The best programming languages for data science
Clearly, then, we need a language that has both a beautiful development experience and is at least decently fast at (compiling if necessary and) execution. This is as close as it gets:
Go
Go/Golang emerged from the labs of Google engineers who dreamed of a C++ that’s easier to use than C++ itself. The result of their hard work gave birth to a systems language that found a home in many of the big data projects out there today: Kubernetes and Docker to name a few.
Aside from many advantages that Go has, the largest advantage comes in the fact that it’s has a surprisingly small learning curve and is easy to maintain. Aside from which, it’s almost unparalleled when it comes to distributed programming and parallel processing, an integral feature for machine learning systems.
R
R has enjoyed extended popularity in the limelight, growing alongside Python as a go-to data science option. It’s commonly referred to as the ‘love language of statistics’ because it comes with tools that simplify the process of building data models.
It helps that comes with a large number of libraries for basically any purpose out there. Besides which, it’s also simple to integrate with essential big data tools like Hadoop or Spark for in-memory processing and storage.
The only thing that might turn developers away from R is the fact that it might need to be translated into another language, which is why it’s often used alongside Python because it’s not deployable on its own. It’s not a general programming language.
It’s better suited towards a fixed set of solutions, eg. Data modeling, rather than being able to do everything like Java, for instance.
Scala
Scala was born as an effort to create a ‘better Java’ – a language that runs on the JVM and doesn’t have some of the biggest shortcomings of the popular Oracle-owned programming language. Its popularity was boosted even further by the fact that some of the most important Big Data tools out there – Spark and Kafka – were written using it.
Since it runs on the JVM, it’s interoperable with Java and all its cousin’s, giving it access to a large variety of libraries best exploited with a JVM-based language. While it definitely manages to get rid of the verbosity that Java developers detest so much while being incredibly fast, it has quite a learning curve.
Python
No list about Big Data programming languages is complete without mentioning Python.
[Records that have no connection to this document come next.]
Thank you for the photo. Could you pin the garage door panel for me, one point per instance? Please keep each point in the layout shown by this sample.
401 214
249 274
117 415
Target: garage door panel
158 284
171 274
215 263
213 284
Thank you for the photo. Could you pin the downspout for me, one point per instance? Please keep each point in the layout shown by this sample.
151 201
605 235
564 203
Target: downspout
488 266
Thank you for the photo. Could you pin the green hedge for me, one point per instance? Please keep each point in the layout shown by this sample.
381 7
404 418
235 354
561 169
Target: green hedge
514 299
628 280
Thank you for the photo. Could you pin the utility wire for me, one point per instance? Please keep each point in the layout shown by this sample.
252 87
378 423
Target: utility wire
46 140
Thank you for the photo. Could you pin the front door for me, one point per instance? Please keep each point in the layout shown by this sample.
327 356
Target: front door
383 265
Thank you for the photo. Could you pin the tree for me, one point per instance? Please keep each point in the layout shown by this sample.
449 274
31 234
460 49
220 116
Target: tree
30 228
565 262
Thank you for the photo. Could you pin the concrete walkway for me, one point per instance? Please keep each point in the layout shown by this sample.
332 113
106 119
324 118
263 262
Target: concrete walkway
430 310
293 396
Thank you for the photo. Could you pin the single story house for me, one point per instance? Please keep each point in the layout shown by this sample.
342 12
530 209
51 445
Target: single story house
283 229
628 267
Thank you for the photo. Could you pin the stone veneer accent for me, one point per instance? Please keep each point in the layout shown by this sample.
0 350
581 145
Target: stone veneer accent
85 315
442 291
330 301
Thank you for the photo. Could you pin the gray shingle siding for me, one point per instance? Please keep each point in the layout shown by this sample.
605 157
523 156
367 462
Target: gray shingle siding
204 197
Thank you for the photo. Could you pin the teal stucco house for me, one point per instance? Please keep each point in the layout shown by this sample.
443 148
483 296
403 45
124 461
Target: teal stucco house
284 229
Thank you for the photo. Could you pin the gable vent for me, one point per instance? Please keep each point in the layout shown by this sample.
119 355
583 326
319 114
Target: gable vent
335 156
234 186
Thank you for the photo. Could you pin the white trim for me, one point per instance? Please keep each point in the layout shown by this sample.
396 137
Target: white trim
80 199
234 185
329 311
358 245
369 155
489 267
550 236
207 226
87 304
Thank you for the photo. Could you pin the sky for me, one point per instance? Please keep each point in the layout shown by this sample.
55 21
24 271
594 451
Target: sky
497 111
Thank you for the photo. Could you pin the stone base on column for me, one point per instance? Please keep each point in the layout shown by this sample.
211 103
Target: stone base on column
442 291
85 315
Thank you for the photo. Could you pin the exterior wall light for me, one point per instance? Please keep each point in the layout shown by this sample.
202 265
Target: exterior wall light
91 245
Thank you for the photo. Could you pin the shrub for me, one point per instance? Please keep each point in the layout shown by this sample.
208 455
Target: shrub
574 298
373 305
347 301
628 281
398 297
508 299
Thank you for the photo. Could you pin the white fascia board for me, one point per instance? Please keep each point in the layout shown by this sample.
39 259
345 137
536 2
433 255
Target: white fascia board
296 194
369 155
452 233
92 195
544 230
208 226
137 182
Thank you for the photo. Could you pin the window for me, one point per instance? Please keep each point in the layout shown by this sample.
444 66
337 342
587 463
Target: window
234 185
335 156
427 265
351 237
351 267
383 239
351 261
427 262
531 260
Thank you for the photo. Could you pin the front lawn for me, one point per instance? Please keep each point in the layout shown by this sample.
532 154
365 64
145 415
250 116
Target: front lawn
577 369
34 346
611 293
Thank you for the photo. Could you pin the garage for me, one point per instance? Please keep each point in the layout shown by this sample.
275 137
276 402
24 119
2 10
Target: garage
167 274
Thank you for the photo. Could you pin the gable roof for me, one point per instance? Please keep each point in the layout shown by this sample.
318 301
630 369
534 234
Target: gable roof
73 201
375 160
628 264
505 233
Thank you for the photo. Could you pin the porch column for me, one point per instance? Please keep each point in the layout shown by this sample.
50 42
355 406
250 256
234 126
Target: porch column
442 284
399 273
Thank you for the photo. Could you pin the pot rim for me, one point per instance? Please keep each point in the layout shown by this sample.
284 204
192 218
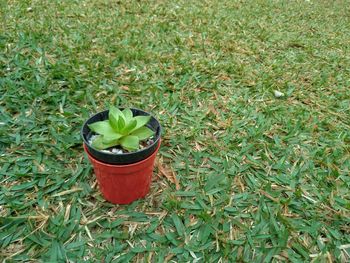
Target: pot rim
121 165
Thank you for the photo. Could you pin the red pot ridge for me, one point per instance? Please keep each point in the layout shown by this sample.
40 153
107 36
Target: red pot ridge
123 184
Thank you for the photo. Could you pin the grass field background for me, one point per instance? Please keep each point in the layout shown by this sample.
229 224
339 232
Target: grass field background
242 176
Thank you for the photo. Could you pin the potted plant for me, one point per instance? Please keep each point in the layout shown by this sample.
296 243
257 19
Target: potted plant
122 144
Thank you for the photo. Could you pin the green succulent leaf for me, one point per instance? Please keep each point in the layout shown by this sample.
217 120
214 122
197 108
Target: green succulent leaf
128 115
128 128
121 128
143 133
130 142
121 124
141 121
114 115
99 143
102 127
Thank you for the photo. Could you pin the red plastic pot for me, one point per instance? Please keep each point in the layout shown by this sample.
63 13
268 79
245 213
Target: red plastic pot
123 184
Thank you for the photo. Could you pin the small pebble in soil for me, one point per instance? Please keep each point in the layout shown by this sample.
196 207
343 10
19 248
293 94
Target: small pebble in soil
118 149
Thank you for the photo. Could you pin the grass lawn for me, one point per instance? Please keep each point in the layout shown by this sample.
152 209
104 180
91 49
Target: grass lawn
242 175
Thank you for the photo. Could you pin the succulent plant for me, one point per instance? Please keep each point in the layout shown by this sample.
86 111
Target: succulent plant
121 128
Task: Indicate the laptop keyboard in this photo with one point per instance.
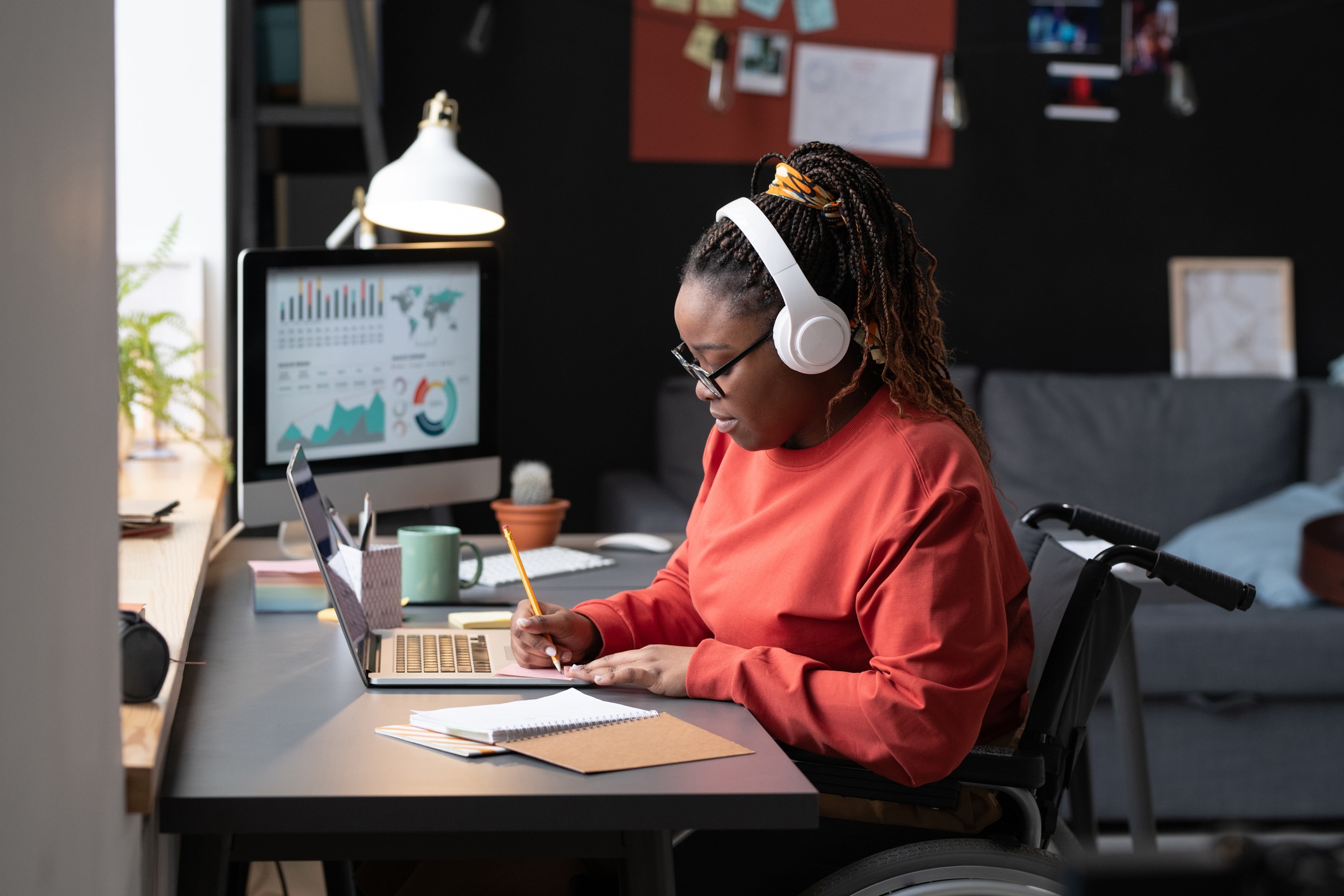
(421, 653)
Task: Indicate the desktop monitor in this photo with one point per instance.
(382, 364)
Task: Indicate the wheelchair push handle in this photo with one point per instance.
(1094, 523)
(1205, 584)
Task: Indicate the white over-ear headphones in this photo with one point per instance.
(811, 333)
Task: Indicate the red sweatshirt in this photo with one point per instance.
(863, 598)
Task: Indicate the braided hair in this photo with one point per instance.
(869, 262)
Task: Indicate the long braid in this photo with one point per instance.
(871, 265)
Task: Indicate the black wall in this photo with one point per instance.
(1053, 237)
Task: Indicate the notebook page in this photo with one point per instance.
(504, 722)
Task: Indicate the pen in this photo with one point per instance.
(527, 586)
(342, 532)
(366, 520)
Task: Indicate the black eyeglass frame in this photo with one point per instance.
(708, 379)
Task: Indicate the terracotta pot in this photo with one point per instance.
(532, 525)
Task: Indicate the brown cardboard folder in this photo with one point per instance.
(640, 743)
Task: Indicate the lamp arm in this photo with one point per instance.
(345, 229)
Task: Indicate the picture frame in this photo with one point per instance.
(1233, 317)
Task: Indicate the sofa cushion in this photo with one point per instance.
(967, 379)
(1324, 430)
(1202, 649)
(683, 426)
(1149, 449)
(1262, 542)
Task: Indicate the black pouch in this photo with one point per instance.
(144, 658)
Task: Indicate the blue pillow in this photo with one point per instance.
(1262, 542)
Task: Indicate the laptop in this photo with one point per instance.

It has taken over the programming world in the last five years or so because of how suited it is for big data programming.
Python is the perfect example of why it’s s difficult to judge a programming language based solely in time-to-execute. Few languages out there have the same kind of depth when it comes to libraries and community as Python does.
Libraries like NumPy, SciPy, Pandas and a multitude more don’t have comparable alternatives in other languages. Even the most popular machine learning tools out there have at least some bits written in Python, eg. Tensorflow.
The downside? Python is slow. A lot of people prefer to use other languages as a result. A lot of these still use Python at one point in their workflow, however, because, being a scripting language, it’s the perfect solution for prototyping and developing systems that are not speed-intensive.